その「現実的な」第一志望校に合格できるのが、3人に1人というわけです。入塾前に思い描いていた当初の第一志望には、3人に1人どころか、5人に1人、いや10人に1人くらいしか合格できていないはずです。
第一志望に合格することだけがすべてではない
大手塾のマーケティング戦略は「うちの塾に入って、指導力のある講師の指導を受けて、塾生たちと切磋琢磨すれば、子どもは成長を遂げて、夢に見た学校にも手が届く」という希望を与えるものです。それは、あながちウソではありません。
小4で入塾してきたときは、消極的でいつも小さな声で話していたのに、小5、小6と成長していくに従って、自信がついて堂々とした態度になり、別人のような頼もしさを見せるようになって、誰もが羨む学校に合格して進学する……というような子も、何人も見てきました。

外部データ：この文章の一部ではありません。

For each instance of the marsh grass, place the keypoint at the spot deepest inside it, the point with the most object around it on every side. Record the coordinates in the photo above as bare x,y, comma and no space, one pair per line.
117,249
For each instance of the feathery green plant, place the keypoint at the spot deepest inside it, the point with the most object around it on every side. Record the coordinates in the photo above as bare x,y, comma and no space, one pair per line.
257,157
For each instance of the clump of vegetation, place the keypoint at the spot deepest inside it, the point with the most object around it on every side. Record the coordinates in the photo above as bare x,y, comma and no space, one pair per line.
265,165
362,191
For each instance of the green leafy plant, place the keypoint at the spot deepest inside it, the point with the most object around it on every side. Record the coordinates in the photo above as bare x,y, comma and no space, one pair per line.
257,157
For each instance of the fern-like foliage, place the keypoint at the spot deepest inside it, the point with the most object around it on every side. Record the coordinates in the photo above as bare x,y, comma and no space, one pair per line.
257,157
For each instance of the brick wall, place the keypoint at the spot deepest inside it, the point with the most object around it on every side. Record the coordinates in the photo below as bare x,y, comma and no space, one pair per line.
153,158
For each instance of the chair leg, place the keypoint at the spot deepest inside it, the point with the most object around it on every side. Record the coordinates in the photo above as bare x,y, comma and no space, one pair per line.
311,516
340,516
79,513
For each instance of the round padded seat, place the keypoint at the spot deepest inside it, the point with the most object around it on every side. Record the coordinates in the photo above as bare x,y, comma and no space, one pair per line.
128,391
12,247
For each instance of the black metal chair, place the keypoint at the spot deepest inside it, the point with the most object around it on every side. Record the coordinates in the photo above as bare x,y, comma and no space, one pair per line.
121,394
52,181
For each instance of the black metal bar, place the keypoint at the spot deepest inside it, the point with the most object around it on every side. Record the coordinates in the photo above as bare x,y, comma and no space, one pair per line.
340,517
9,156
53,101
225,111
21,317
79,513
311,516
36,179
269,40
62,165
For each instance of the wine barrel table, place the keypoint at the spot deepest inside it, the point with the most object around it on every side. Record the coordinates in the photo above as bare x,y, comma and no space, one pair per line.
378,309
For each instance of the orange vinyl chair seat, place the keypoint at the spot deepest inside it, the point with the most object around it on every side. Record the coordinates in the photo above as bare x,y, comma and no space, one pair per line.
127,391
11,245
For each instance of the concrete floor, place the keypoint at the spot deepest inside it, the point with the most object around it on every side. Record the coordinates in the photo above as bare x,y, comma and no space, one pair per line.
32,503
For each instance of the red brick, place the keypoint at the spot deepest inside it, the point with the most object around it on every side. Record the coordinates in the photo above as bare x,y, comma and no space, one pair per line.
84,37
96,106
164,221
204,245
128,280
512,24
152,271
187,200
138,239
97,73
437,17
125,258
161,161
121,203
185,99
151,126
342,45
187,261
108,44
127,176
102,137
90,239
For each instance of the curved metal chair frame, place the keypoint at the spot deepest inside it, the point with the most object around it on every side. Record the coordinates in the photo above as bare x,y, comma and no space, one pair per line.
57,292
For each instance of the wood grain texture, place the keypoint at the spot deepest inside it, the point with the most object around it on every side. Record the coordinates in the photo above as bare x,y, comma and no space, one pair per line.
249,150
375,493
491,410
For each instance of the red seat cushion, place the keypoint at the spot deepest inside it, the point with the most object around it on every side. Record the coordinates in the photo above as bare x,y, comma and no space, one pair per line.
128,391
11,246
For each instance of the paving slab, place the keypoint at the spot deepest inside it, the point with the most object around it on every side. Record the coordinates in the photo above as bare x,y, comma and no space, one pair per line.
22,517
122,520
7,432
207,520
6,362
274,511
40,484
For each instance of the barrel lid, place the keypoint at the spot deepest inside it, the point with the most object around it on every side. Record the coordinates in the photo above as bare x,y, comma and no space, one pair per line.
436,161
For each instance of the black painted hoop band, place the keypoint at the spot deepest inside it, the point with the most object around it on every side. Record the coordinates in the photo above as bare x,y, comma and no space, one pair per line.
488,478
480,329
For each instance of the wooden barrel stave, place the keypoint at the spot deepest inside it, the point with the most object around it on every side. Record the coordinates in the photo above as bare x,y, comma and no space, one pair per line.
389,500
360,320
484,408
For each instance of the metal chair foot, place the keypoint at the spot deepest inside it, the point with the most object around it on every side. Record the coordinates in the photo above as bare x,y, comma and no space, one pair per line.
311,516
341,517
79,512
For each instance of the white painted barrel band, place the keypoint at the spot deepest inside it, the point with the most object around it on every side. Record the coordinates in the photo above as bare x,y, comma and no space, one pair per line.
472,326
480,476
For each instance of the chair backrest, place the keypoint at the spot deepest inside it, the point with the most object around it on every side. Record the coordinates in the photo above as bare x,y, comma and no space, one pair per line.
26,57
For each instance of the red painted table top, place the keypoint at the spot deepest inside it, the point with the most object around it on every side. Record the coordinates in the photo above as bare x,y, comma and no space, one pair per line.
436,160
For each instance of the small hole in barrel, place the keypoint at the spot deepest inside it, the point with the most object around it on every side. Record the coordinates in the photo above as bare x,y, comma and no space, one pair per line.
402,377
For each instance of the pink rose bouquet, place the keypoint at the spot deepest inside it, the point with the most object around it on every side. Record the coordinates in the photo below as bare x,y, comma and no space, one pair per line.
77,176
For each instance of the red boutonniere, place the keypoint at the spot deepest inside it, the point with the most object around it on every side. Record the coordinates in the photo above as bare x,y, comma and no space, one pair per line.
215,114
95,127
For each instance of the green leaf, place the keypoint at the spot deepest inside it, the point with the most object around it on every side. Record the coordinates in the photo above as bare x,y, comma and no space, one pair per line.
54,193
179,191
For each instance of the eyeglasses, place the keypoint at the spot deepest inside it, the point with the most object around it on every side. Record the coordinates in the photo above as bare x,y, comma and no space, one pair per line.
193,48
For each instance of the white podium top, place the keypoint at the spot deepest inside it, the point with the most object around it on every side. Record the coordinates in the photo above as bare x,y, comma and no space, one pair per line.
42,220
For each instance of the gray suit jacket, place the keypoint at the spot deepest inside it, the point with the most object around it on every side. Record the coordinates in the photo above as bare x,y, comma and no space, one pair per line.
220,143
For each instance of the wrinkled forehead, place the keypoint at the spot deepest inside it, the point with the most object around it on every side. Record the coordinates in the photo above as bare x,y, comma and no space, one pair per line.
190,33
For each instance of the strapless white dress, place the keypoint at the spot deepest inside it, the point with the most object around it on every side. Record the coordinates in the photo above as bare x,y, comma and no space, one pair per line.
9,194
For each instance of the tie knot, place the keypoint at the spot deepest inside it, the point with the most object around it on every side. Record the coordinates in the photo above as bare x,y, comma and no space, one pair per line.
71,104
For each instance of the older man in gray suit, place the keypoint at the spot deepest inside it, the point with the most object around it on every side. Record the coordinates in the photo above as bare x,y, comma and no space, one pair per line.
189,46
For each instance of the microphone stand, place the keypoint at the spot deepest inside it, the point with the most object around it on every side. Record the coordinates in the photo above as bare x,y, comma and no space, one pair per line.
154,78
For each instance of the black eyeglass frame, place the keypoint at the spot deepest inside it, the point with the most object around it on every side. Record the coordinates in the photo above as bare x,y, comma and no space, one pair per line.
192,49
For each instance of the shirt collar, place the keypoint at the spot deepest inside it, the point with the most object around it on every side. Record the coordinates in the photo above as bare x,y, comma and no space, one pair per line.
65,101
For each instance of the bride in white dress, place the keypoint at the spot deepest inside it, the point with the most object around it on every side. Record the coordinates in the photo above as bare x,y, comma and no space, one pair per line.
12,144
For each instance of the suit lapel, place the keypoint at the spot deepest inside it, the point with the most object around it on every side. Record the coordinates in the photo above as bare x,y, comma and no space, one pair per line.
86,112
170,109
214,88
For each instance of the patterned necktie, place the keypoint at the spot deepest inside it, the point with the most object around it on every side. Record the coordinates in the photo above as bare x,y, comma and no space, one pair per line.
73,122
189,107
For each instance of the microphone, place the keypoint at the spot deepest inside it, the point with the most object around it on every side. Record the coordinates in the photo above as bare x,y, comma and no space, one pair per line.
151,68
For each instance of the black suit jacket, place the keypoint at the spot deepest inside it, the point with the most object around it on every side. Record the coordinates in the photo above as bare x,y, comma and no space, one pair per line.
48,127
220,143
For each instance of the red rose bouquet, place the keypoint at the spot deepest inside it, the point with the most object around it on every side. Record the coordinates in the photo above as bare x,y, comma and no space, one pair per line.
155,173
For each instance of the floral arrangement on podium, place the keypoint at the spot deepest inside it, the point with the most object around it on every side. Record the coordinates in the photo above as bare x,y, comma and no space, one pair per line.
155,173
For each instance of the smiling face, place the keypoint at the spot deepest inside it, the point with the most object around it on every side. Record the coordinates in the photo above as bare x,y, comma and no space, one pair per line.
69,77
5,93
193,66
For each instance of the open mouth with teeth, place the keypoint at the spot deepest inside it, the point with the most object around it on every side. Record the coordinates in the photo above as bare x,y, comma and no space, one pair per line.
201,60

第一志望校に3人に1人の合格。10人に1人の合格。見方を変えれば、3人に1人でも10人に1人でも、合格している人がいるということです。
合格している人がいる以上、わが子も合格する側に入れるともいえます。
ただし私は、第一志望の学校に進学することよりも、第二志望や第三志望に進学することで、人生が不利になるとは思いません。どんな進路に進んでも、その環境でしか得られないことが必ずあります。長い人生を歩む中で、あのときにこの道を進んだからこそ、本当にやりたかったことができたと振り返ることが、あるはずです。
向上心を持って第一志望をめざすことはお子さんの成長につながりますが、その結果、第一志望に進めなくても、「残念でした」ということはないはずです。どんな結果も、それをどう今後に生かすかで、その進路の価値が決まります。
受験勉強を通じて、そんなしなやかさも学んでいくことができたら、人生を豊かに歩めるのではないでしょうか。
■ 早くから入塾しても、そのぶん成績が上がるとは限らない。
■ 両親ともに中学受験経験がなくても大丈夫。
■ 経験者こそ、時代が変わっていることに要注意。
■ 塾は名前で選ばず、子ども本人に合いそうかを最優先にする。
■ 本来の「第一志望」に合格できるのは3人に1人より少ない。